During the markup of the Kennedy-Dodd bill, Douglas Elmendorf, director of the Congressional Budget Office (CBO), reported to the Committee on Health, Education, Labor and Pensions that, as a result of the provisions of the $1 trillion Senate bill, several million Americans would lose their employer-sponsored health insurance coverage.[34]
At the very least, the creation of a national health insurance exchange as a platform for a public plan to compete against private health insurance would cut short state innovation in health insurance market reform and accelerate the already rapidly growing federal domination of the financing and delivery of health care. Even more likely, it would ensure the eventual triumph of a single-payer system of national health insurance run by Washington. The national health insurance exchange combined with a public plan, falsely advertised as a mechanism to advance consumer choice and market competition, would be the institutional vehicle to guarantee the exact opposite.
Conclusion
President Obama and the congressional leadership are intent on creating a national health insurance exchange.
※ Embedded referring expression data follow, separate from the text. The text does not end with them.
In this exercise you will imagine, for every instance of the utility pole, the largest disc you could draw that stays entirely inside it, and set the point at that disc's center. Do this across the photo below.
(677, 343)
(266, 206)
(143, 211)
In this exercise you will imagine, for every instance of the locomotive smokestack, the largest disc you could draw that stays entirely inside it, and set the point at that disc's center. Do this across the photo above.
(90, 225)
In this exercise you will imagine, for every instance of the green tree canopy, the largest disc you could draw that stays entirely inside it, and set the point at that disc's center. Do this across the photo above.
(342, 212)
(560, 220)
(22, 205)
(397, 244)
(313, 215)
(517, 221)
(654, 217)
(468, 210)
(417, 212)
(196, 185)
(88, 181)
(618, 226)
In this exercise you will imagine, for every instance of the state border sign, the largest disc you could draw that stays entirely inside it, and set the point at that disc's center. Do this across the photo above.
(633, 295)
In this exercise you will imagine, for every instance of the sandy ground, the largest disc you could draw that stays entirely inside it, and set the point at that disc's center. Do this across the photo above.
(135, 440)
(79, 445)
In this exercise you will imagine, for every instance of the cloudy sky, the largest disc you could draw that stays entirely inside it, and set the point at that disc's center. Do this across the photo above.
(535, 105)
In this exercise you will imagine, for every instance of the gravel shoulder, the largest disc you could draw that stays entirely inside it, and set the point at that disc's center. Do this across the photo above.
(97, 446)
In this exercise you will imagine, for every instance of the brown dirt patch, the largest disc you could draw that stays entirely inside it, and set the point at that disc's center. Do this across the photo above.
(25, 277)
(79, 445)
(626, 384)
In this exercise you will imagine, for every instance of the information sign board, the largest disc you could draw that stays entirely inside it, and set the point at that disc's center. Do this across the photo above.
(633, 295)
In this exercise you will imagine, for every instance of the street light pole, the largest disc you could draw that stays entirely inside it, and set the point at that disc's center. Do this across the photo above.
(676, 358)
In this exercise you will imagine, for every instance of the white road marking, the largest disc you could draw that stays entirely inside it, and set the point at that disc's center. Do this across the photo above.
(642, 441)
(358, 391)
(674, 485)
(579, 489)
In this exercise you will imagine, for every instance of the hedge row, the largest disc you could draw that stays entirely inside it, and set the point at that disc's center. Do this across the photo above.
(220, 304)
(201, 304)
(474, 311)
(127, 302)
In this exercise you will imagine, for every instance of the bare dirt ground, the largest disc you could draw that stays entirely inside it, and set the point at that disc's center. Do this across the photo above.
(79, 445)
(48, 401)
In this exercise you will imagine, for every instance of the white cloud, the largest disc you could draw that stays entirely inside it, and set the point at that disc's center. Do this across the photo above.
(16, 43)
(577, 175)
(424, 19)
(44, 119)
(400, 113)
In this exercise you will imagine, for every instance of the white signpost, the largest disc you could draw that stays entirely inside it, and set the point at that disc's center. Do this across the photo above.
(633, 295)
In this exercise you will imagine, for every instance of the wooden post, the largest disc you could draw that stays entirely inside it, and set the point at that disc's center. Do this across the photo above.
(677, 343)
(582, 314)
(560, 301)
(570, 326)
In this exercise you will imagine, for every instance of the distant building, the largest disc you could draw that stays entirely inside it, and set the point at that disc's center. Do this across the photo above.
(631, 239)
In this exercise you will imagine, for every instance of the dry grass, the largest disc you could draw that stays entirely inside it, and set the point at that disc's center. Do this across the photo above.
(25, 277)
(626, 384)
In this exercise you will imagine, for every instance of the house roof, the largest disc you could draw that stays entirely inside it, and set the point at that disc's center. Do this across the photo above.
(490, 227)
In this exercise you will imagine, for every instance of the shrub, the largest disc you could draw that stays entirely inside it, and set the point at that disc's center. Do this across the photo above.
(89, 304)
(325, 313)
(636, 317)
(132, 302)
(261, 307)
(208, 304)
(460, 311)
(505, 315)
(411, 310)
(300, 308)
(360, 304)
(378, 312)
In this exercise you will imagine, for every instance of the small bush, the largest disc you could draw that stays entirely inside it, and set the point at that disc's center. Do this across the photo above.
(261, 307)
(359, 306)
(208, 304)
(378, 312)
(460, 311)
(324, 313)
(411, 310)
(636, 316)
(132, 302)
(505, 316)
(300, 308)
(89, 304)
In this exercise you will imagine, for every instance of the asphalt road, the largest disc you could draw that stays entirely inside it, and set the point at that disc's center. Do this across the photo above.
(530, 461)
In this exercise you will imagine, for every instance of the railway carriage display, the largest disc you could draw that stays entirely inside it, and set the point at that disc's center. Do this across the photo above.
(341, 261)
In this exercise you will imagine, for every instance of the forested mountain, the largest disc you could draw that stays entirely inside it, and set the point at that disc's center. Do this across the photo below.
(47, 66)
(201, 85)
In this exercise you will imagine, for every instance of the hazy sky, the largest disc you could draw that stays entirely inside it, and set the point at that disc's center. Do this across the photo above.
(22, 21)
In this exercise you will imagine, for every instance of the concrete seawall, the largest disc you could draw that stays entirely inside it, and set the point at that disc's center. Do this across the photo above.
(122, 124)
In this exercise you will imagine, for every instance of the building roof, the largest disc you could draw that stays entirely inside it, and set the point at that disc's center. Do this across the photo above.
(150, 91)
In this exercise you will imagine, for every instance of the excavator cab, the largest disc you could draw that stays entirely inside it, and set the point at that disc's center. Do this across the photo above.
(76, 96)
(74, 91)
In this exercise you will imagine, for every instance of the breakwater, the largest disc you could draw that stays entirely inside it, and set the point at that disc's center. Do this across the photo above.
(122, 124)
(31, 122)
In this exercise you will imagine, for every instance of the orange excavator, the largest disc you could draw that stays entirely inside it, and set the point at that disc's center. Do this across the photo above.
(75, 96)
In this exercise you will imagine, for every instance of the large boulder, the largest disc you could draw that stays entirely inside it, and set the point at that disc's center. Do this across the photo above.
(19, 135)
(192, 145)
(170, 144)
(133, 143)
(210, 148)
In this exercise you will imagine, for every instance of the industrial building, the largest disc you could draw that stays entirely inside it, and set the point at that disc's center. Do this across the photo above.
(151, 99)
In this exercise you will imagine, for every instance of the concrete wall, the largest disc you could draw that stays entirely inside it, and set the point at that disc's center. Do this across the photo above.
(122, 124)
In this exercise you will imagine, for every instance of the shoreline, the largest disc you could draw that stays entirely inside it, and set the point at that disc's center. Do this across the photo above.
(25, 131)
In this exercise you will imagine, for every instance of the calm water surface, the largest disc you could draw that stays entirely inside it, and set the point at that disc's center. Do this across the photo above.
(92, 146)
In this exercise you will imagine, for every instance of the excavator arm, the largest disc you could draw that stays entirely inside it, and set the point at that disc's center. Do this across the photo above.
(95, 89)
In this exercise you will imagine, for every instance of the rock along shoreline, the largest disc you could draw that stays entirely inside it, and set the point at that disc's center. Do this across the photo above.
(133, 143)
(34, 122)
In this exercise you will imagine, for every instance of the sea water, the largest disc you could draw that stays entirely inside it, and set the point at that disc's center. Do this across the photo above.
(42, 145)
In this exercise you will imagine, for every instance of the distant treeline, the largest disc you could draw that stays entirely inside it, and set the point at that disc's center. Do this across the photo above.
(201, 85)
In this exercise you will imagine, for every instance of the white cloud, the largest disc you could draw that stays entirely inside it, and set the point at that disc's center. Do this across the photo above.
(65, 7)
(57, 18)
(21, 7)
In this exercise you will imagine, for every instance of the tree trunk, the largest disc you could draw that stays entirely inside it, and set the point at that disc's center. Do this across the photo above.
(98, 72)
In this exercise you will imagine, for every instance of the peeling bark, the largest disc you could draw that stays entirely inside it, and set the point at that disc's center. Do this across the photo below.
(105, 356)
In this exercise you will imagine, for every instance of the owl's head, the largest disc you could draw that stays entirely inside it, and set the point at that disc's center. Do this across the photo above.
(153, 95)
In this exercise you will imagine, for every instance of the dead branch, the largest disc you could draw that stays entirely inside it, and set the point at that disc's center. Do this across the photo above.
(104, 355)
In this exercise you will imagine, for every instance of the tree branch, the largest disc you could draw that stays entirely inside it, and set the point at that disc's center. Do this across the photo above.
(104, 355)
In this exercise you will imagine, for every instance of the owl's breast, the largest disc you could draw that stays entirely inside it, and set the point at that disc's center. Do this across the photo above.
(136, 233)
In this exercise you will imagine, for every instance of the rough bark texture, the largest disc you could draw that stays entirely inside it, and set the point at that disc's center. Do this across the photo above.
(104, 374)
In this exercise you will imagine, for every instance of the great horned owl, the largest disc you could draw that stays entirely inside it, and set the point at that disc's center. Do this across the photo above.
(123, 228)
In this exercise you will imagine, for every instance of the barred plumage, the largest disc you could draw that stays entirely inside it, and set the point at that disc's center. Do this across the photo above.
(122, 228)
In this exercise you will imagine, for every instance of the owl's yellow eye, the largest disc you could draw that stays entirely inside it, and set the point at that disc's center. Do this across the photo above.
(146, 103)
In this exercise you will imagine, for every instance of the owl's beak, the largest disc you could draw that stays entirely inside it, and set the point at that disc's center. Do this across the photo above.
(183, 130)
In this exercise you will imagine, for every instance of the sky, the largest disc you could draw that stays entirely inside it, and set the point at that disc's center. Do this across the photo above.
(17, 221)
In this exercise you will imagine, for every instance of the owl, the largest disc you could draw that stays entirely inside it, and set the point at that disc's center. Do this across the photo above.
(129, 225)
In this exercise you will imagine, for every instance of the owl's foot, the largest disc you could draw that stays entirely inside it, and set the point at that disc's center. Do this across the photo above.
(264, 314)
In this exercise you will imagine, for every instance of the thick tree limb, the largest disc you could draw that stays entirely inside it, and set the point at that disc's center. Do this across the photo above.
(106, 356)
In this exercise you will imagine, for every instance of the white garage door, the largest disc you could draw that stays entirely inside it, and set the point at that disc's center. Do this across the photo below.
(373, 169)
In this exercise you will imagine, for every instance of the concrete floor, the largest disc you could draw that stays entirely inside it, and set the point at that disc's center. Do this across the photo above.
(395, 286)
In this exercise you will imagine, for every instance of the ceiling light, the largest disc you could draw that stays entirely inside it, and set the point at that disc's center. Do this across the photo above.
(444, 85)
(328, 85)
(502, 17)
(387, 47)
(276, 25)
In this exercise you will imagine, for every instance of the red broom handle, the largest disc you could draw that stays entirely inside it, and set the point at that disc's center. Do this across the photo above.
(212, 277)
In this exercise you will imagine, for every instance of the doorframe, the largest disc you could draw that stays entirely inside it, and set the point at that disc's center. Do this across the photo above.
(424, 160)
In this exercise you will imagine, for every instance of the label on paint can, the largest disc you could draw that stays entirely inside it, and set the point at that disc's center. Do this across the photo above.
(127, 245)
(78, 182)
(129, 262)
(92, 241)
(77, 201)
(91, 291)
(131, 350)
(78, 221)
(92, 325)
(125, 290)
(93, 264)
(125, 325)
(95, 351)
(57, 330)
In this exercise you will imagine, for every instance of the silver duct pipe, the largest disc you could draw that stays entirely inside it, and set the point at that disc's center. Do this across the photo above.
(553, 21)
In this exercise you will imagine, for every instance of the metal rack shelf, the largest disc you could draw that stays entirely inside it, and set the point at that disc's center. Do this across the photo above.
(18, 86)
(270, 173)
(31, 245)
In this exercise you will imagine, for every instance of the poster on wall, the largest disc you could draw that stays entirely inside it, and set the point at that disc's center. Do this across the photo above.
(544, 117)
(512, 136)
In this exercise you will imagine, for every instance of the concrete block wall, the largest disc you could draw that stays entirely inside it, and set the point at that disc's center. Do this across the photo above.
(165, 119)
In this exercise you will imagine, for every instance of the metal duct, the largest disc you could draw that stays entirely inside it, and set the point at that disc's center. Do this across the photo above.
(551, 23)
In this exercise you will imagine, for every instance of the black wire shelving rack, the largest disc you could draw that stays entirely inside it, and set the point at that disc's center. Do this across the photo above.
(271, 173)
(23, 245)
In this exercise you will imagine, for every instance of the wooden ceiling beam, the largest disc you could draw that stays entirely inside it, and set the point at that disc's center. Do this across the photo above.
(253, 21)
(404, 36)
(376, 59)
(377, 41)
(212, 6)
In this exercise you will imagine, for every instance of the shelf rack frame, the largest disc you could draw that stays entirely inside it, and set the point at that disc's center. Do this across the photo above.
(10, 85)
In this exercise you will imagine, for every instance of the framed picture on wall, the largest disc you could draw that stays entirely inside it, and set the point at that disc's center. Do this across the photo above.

In its various legislative forms, their version of the health insurance exchange is a powerful regulatory agency; it is not merely an administrative agency to facilitate enrollment and to promote choice and anything remotely approaching free-market competition.
In many respects, the national health insurance exchange resembles a solution in search of a problem. If the President or Congress wanted to create a national health insurance market, they would not need to create a national health insurance exchange--they would merely have to repeal existing federal barriers to insurers competing across state lines. If the President and Congress wanted to fix the inequities of the federal tax law, a key rationale for creating a health insurance exchange at the state level, all they would have to do is to reform the federal tax laws governing health insurance and end the practice of discriminating against those who cannot or do not get health insurance through their place of work.
If the objective of the President and Congress is to expand the role of the federal government in providing health insurance and determining the kind of health insurance that Americans will get, the national health insurance exchange is a convenient tool for that federal expansion and control. It would be tantamount to a national arena for the public plan to undercut private health plans and erode existing private health coverage.
There is little doubt that a national health insurance exchange, combined with a public plan, can achieve that policy objective. But there is also little doubt that such an objective is not what most Americans had in mind when they embraced the cause of comprehensive health reform.
Robert E. Moffit, Ph.D., is Director of the Center for Health Policy Studies at The Heritage Foundation.